Secondary uses of shallow shotgun metagenomic data
Our analysis of metabolic pathways revealed patterns initially
overlooked by our taxonomic emphasis on bacteria; Archaea-associated
pathways were more abundant among horses with access to sandwort.
Re-analysis of shotgun metagenomic community profiles in which Archaea
were retained, confirmed that Archaea were at greater average relative
abundance when sandwort was present. Interestingly,Christensenellaceae is known to exist in tight co-occurrence
patterns with Archaea in the mammalian gut . An association between
Archaea and sandwort in the shallow shotgun dataset may parallel the
association we observed between Christensenellaceae and sea
sandwort in the 16S dataset. These results further highlight an
ancillary advantage of shallow shotgun metagenomic sequencing; its
ability to characterize abundant archaeal and eukaryotic constituents of
the microbiome, alongside bacterial communities. Notably, the proportion
of shallow shotgun sequencing reads which were classified as Bacteria
(97%), Archaea (2.3%), and Fungus (0.3%) are in-line with
expectations set by qPCR-based quantitation of these groups in horse
feces . In contrast, the characterization of Archaea and Fungus
communities using an amplicon sequencing approach would require separate
primers, and additional sequencing.
In addition to more comprehensive profiling of the microbiome, shallow
shotgun sequencing data might provide dietary insights.
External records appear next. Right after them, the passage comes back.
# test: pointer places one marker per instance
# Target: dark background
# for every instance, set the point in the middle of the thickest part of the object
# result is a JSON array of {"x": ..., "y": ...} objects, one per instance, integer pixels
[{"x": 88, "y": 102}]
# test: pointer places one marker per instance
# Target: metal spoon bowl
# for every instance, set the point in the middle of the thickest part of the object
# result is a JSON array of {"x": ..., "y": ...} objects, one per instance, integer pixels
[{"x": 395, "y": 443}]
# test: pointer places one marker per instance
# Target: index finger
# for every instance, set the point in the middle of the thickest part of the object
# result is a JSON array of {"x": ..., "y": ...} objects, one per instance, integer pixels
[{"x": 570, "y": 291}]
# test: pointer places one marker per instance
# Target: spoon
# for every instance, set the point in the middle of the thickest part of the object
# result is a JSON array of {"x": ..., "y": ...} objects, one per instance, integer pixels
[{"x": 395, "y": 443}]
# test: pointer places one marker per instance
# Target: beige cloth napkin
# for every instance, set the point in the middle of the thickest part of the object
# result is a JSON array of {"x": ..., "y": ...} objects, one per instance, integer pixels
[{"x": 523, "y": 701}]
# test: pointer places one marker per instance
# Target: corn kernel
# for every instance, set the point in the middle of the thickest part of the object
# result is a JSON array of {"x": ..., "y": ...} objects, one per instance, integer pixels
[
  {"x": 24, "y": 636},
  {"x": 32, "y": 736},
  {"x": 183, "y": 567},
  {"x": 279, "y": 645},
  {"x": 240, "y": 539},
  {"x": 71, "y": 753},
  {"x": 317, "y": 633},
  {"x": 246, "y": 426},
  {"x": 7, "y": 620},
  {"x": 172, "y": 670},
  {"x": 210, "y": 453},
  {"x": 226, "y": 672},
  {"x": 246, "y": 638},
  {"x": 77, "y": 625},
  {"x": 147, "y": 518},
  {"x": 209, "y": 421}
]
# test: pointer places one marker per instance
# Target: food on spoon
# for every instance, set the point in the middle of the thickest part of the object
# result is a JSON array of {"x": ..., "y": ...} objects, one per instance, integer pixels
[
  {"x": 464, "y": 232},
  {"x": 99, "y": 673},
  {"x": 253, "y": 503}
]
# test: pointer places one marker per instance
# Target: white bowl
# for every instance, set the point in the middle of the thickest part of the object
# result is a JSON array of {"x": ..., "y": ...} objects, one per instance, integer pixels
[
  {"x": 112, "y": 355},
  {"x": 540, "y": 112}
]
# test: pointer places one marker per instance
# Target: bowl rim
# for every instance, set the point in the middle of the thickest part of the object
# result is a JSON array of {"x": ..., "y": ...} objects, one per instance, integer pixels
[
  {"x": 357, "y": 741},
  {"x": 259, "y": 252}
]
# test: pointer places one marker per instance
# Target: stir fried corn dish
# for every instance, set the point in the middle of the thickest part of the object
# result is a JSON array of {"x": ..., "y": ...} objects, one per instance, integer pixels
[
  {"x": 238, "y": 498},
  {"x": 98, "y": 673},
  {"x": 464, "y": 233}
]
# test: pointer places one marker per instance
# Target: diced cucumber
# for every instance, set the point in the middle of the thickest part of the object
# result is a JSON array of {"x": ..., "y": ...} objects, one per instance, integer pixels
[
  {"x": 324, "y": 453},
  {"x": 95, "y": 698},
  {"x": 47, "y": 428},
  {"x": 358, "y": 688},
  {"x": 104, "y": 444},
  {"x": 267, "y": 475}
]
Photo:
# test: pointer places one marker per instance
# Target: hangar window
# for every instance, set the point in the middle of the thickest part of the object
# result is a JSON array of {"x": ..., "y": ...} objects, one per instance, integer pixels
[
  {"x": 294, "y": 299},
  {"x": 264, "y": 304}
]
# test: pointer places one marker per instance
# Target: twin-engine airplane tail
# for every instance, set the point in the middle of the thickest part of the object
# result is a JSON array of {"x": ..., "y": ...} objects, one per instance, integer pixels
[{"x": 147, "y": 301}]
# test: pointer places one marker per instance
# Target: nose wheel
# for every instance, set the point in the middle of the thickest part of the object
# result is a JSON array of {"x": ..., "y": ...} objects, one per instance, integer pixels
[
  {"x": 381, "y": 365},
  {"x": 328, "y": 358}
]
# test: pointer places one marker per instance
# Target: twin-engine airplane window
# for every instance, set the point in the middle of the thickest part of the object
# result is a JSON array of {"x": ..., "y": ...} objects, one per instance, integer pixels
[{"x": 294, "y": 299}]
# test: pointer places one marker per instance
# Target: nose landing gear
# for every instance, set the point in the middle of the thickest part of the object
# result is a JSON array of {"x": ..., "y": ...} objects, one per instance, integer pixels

For example, we
observed reads which mapped to genes related to the metabolic pathways
for alginate degradation. In nature, alginate occurs primarily in brown
seaweeds , which Sable Island horses are known to consume when it washes
ashore. The presence of alginate degradation pathways could indicate a
metabolic niche for the metabolism of brown seaweed biomass in the Sable
Island horse microbiome. Alternatively, reads mapping to alginate
degradation related genes could derive from undigested seaweed in the
horse feces. This conclusion is partly supported by our observation of
genes related to other metabolic pathways known to occur in brown
seaweed, including the mannitol cycle .
The presence of dietary derived sequences in shallow shotgun metagenomic
dataset provides both problem, and opportunity. Dietary confounds of
functional analyses might be circumvented by restricting functional
profiling to shotgun reads previously identified as microbial, or by
filtering reads to remove known dietary items, if reference genomes for
dietary items are available. Although diet-derived sequences in shallow
shotgun metagenomics datasets represent a potential confound, they might
also provide researchers the opportunity to reconstruct host diet,
alongside the microbiome. When benchmarked against dietary
metabarcoding, dietary reconstruction using shotgun sequences performs
well, but requires deep sequencing . However, deep sequencing has been
required only because previous studies relied on small marker region
reference databases, rather than mapping reads to the genomes of dietary
items, which are frequently unavailable. As publicly available genomic
data increase so too might the viability of shallow shotgun-based
characterization of host diet from fecal samples.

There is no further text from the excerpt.